Une véritable enquête scientifique
Sous la responsabilité de Frédéric Jiguet, directeur du Centre de Recherches sur la Biologie des Populations d’Oiseaux, des centaines de collaborateurs, de spécialistes et de bagueurs (dont un salarié de la LPO PACA) ont été mobilisés à travers 13 pays où nidifie l’ortolan et 2 autres pays où l’espèce passe en migration (Koweit et Israël).
Les principaux objectifs de cette étude :
- identifier les principales voies de migration et les zones d’hivernage des populations nichant en Europe ;
- déterminer l’origine, le nombre et la tendance temporelle récente des Bruants ortolans migrant par le sud-ouest de la France ;
- identifier les principaux sites de halte migratoire en automne et au printemps sur chaque voie de migration ;
- déterminer l’importance des populations d’ortolan nichant en Russie parmi les migrateurs visitant le sud-ouest de la France.
Pour parvenir à ces résultats, trois techniques principales ont été utilisées avec l’emploi de photomètres géolocalisateurs sur les mâles nicheurs, les isotopes stables et la génétique sur les oiseaux nicheurs mais également les migrateurs (au printemps et à l’automne).
Après 5 années de recherches, les résultats obtenus sont assez extraordinaires, mais aussi très alarmants. Deux voies migratoires sont clairement identifiées via les géolocalisateurs. Une voie occidentale qui concerne les populations nichant à l’ouest de la ligne de partage située dans le centre de l’Europe et une voie orientale utilisée par les populations nichant en Russie et dans tous les pays située à l’Est d’une ligne de partage reliant la Biélorussie à la Serbie. Ce premier constat est sans appel sur l’origine des oiseaux traversant la France et dément formellement la théorie des oiseaux russes.
Les zones d’hivernage autrefois inconnues des Bruants ortolans sont désormais identifiées avec deux zones géographiques pour chaque voie. La population occidentale hiverne en Afrique de l’Ouest, de la Sierra Leone au sud de la Mauritanie et du Mali et surtout en Guinée. Les oiseaux orientaux quant à eux passent l’hiver sur les hauts plateaux éthiopiens et érythréens en Afrique de l’est.
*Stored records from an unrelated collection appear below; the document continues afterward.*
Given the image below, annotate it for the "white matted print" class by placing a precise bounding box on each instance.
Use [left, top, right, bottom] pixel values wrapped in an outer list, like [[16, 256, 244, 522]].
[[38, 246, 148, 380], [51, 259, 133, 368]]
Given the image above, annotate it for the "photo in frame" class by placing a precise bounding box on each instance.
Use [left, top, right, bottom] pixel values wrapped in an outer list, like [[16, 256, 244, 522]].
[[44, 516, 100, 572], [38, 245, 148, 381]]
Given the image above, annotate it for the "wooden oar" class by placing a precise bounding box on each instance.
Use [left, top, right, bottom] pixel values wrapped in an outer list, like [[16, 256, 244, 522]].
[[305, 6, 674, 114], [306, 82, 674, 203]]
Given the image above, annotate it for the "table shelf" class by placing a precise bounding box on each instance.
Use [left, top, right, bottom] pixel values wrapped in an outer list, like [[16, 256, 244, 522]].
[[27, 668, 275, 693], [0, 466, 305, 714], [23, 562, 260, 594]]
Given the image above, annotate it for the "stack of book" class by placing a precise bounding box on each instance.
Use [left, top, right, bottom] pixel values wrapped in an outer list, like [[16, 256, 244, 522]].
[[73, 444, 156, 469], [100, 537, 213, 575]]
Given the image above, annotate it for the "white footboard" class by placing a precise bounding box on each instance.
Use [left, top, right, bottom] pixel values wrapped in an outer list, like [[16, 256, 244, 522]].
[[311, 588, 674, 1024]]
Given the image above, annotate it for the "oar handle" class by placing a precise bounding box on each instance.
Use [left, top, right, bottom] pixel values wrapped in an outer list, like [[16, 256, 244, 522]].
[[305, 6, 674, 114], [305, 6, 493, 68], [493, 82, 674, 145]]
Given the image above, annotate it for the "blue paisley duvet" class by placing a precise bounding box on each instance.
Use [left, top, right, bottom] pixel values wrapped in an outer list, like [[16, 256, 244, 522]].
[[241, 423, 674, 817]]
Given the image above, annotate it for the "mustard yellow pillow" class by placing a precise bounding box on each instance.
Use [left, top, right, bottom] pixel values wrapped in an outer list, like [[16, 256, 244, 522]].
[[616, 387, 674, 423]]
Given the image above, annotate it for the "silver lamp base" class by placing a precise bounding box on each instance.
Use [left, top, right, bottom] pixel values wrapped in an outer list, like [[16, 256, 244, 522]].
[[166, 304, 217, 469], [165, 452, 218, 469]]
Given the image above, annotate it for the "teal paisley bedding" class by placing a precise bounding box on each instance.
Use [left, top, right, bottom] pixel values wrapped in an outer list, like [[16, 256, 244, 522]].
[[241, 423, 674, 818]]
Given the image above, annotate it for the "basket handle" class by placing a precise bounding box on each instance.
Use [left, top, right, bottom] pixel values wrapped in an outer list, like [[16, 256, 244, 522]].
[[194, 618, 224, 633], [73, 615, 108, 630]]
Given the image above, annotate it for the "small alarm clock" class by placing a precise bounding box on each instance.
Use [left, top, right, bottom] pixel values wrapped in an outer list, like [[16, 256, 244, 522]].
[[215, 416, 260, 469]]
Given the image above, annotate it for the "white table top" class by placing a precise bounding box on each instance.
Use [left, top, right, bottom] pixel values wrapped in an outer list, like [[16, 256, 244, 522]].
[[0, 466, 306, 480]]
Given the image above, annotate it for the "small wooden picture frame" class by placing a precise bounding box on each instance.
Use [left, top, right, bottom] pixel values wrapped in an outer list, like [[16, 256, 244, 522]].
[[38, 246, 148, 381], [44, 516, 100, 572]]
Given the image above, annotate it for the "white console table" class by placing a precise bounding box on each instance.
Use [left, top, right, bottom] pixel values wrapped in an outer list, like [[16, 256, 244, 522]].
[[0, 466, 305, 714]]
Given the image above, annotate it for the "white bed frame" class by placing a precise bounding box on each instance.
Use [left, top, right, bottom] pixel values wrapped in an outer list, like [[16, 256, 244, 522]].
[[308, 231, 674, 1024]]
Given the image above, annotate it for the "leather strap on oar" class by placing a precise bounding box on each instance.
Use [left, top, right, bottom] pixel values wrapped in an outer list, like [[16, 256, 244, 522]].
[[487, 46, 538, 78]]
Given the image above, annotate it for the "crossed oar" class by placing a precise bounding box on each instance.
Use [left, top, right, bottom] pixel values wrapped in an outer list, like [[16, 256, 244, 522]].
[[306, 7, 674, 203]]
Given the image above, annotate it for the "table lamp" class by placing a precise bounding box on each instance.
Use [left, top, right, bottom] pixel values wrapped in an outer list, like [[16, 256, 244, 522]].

Enfin, une estimation de 81 000 couples a été retenue, pour emprunter la voie occidentale dont 75 % d’oiseaux polonais, mais aussi finlandais, allemands, suédois ou norvégiens. Le taux de prélèvement concédé par la directive européenne pour une espèce chassée doit correspondre à 1 % de la mortalité naturelle annuelle de l'espèce. Avec 81 000 couples, cela correspondrait à environ 1000 oiseaux par an, bien moindre que les 30 000 oiseaux prélevés chaque automne dans le sud-ouest. Ces prélèvements illégaux mais aussi la perte des habitats de reproduction sont donc très clairement à l’origine du déclin de -20 à -30 % enregistré dans ces pays de 2000 à 2014, soit une disparition de 1500 couples nicheurs/an. Enfin, la génétique a permis de constater l’isolement progressif de la population scandinave qui augure une diminution de la diversité génétique, qui agit inévitablement sur ses capacités d’adaptation face à un déclin généralisé.